Ahora el bobo de la Cultura ha avanzado en su proyecto de «resignificar» la historia de España, para que pida perdón, revelando algunas de las obras artísticas que nacieron del mal colonialista y deben emprender su penitencia correspondiente.

Y entre ellas ha señalado a «La dama de Elche», como culpable de consolidar «un marco anclado en inercias de género o etnocéntricas»: el busto en cuestión, la muy malandrina o malandrine, es un emblema de los pueblos colonizadores del Mediterráneo Occidental. Y parecía tonta.

El fulgor revisionista, que cualquier día obligará a redecorar «Las Meninas» para suprimir a los enanos o a rebautizar el «Granada» de Albéniz por si a alguien le suena remotamente a expulsión morisca, también llega ya a los símbolos históricos, con Hernán Cortés y la bandera de Borgoña como penúltimos objetivos.

Del conquistador español poco puede alegarse: el muy salvaje, como le vino a definir la académica Mercedes Milá, perpetró la imprudencia de fundar el México moderno y librarlo de un sátrapa que ofrecía cada año a miles de seres humanos en sacrificio ritual a los dioses.

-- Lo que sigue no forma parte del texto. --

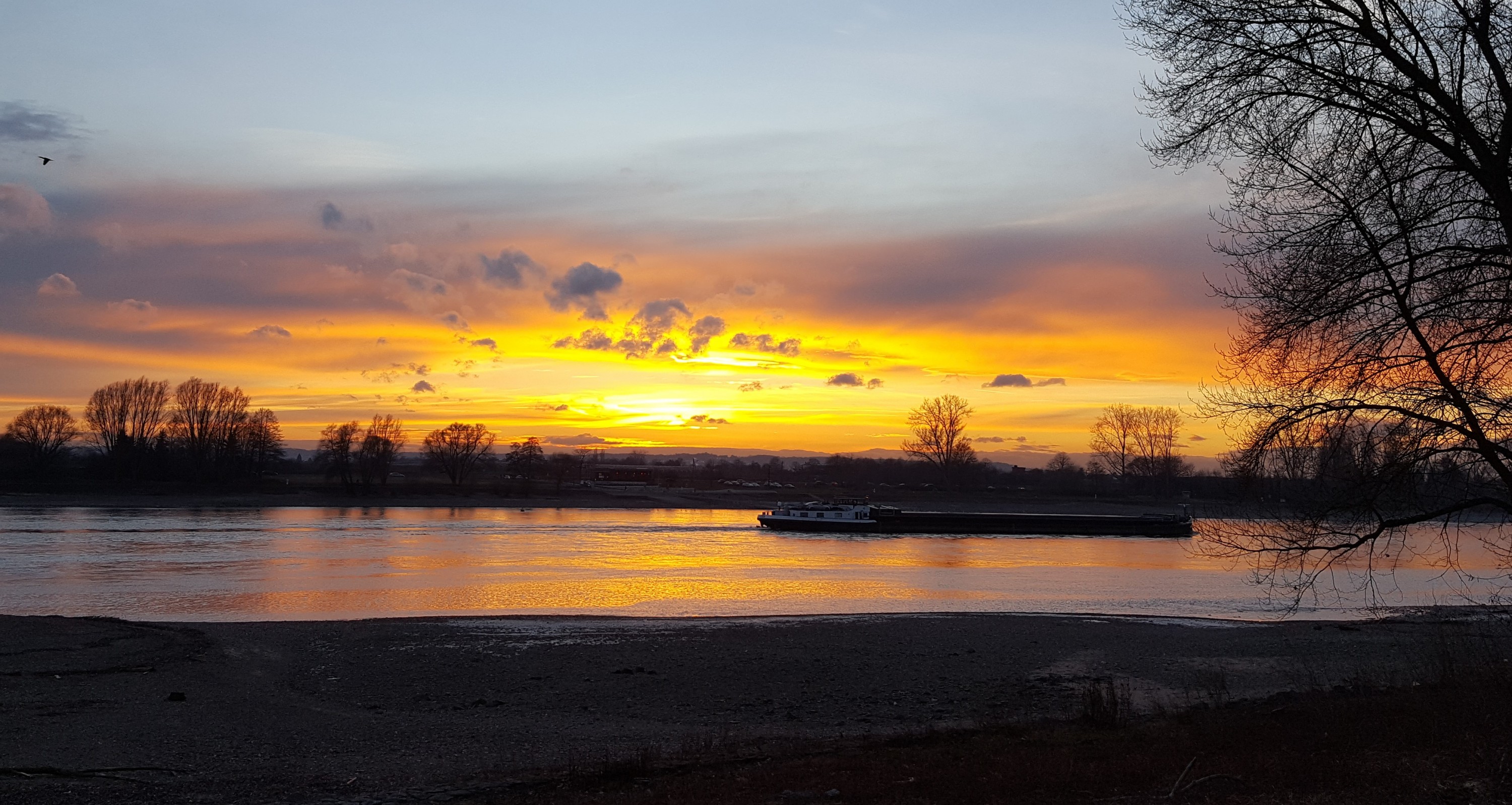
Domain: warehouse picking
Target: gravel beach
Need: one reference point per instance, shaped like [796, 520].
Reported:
[421, 709]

Y del confalón que acompañó a Felipe el Hermoso en su viaje a Castilla para esposarse con la pobre Juana, hija de los Reyes Católicos, nada debe replicarse: los tentáculos del franquismo se remontan a cuatro siglos antes del nacimiento del propio Franco, como todo el mundo en su sano juicio debe asumir.

El cuadro final puede parecer un hilarante compendio de idioteces sublimadas por analfabetos con ínfulas, pero es más grave que una chirigota inspiradora de columnas y comentarios jocosos: porque la culpabilidad congénita que se le carga a España, una nación brillante sin la cual no se entiende la propia humanidad, es también la excusa para imponer un borrado colectivo de su memoria, simbología y costumbres; imprescindible para instalar en ese vacío una reprogramación general adaptada al canon ideológico y las urgencias políticas de un poder cateto, sí, pero hegemónico.

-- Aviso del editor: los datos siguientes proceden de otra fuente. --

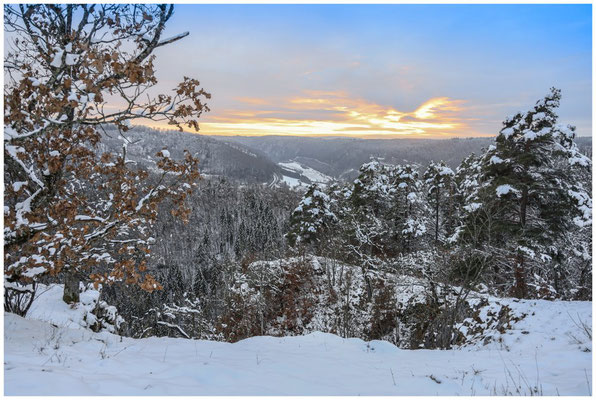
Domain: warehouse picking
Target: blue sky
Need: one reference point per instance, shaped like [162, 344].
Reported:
[380, 70]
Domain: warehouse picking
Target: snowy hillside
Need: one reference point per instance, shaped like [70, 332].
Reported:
[547, 352]
[297, 175]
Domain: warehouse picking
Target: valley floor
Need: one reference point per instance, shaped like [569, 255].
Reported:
[546, 353]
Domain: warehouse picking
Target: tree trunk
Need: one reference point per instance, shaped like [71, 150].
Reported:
[71, 288]
[437, 218]
[521, 289]
[523, 205]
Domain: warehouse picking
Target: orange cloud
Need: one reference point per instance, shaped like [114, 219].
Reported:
[337, 113]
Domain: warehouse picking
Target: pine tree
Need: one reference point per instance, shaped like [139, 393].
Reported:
[311, 219]
[439, 182]
[529, 180]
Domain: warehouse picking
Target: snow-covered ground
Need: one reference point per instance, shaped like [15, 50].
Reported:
[311, 175]
[547, 353]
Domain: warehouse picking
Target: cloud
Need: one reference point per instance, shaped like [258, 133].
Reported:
[333, 113]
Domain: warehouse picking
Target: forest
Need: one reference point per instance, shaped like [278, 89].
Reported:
[393, 254]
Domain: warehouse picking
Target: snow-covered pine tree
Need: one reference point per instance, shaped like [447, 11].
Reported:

Cuando se acusa a «La dama de Elche», se somete a Hernán Cortés a un Auto de Fe o se quema la divisa de la cruz de San Andrés se están legitimando, a la vez, los abusos del nacionalismo periférico contra España, que es el fin último del revisionismo en marcha: si tenemos que pedirles perdón a los aztecas, arrepentirnos del pasado íbero o esconder el emblema de los Tercios, ¿cómo no vamos a darle a esos pobres etarras y a esos reprimidos catalibanes lo que nos pidan, por el amor de Dios?